This will need to be a brief review, as my newly-reconstituted work schedule requires me to go to bed early some nights, including tonight. But that’s OK – all I really need to tell you is that this book is a readable, layperson-friendly, and fascinating look at the early stages of blood transfusion in the second half of the 17th century. Small groups of scientists in both England and France were working independently to transfuse blood, usually from animals to animals or from animals to humans. If you’re squeamish about blood or about animal cruelty, parts of this book will be a difficult read, because of course the animal subjects in these experiments suffered terribly – and Tucker includes drawings from the era – dogs and calves and sheep hog-tied to people’s dining-room tables and so forth – to illustrate her narrative.
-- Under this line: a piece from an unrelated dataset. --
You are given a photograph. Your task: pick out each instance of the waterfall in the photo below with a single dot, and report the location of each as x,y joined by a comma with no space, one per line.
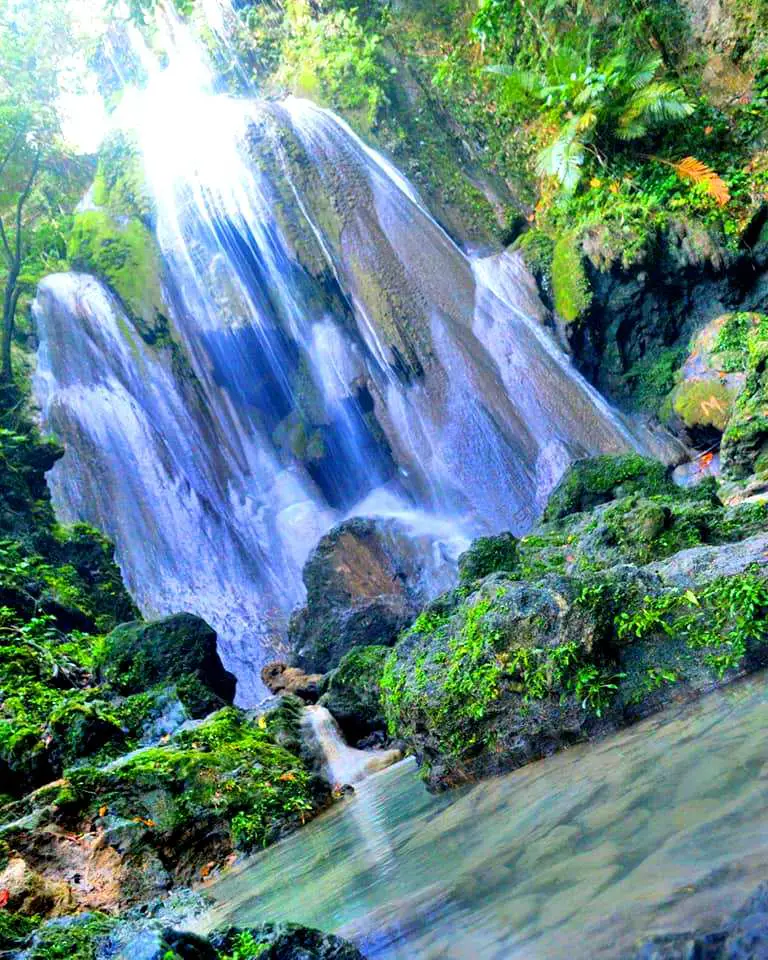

Of course many 17th-century types had moral objections to blood transfusion, especially in France. The Protestant Reformation officially ended in 1648, but tensions between Catholics and Protestants were still simmering in these years. As a rule, medical experimentation was considered a Protestant endeavor. Catholic beliefs dictated that all medical procedures should be dictated by long-deceased experts like Galen and Aristotle. According to these ancient authorities – whose works were the only ones allowed to be taught at medical schools in Catholic France – the stomach makes blood out of the food people eat. Then the blood takes a short one-way journey from the stomach to the heart, where the heart “burns” it for fuel to keep our bodies going. Tucker never addressed my primary question, which was how Galen would have explained that we bleed when we are cut on the head, foot, and other parts of the body that are nowhere near the stomach and the heart. The medical approach to blood, then, was to attempt to keep it from getting too hot. Galen is also the genius behind the humoral theory of medicine – you know, the idea that our bodies are supposed to sustain a balance of the four “humors” – blood, phlegm, yellow bile, and black bile – and that illness is the result of imbalance among these four substances. This is why bloodletting was such a widespread medical treatment – it was prescribed every time a patient was determined to be troubled by excessive blood. Ancient, medieval, and early modern doctors also used a wide variety of emetics and purgatives for the same reason – to rid the body of the other three humors as needed.
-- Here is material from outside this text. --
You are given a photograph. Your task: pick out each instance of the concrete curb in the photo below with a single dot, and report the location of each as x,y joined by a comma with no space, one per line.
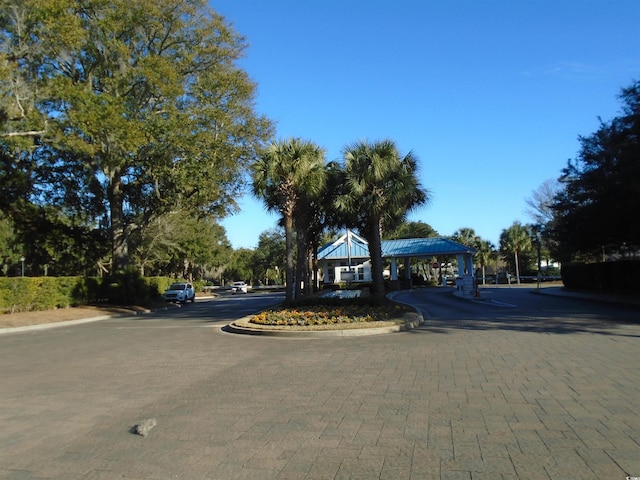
239,328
In the late 17th century, Harvey had already published his theory about the circulation of blood, but many in the medical establishment – especially Catholics – refused to accept his findings. However, a small group of scientists in each of the two countries did start to experiment with transfusion. The problem, though, is that in addition to all the silliness I explained in the last paragraph, many thinkers of the era also believed that blood was the physical manifestation of the soul. People assumed that after a blood transfusion, a patient would have taken in part of the soul of the blood donor. If a large enough quantity of blood was transfused, they thought, a person would actually undergo physical changes, becoming less like themselves and more like their donor – this was especially troubling since most blood donors at that time were not human. One of the more comic moments in the book is the response of a mental patient who received a transfusion (mental patients were often the subjects of medical experiments in early modern Europe, since it was difficult to persuade people in their right minds to volunteer) and then refused to undergo another transfusion because he insisted that he had been turned into a cow as a result of the first transfusion. He looked and sounded like a human to the experimenters, mind you, but in his own eyes he was now a cow who ate grass and needed to be milked. Not that the doctors had any particular qualms about experimenting on cows, mind you.
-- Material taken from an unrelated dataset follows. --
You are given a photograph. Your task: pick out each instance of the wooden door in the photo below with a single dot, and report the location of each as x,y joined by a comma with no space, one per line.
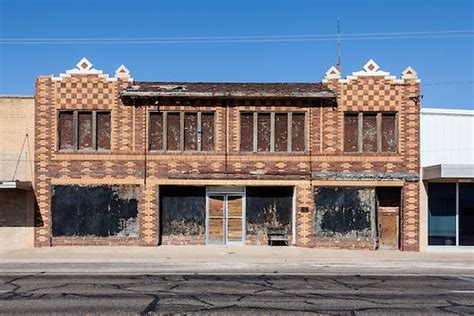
388,227
216,219
234,218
This book is also about the interpersonal politics of this chapter in medical history. I won’t go into elaborate detail here, but Tucker spends a good deal of time on the rivalries among the experimenters, the correspondence between rival scientists back and forth across the channel, and the lengths a few anti-transfusion scientists went to discredit their more open-minded colleagues. I enjoyed the book a good deal – and, to be honest, would have been happy with significantly more medical detail, even though I am not a scientist myself. If you enjoy medical history and have a strong stomach for vivisection, I recommend this book highly.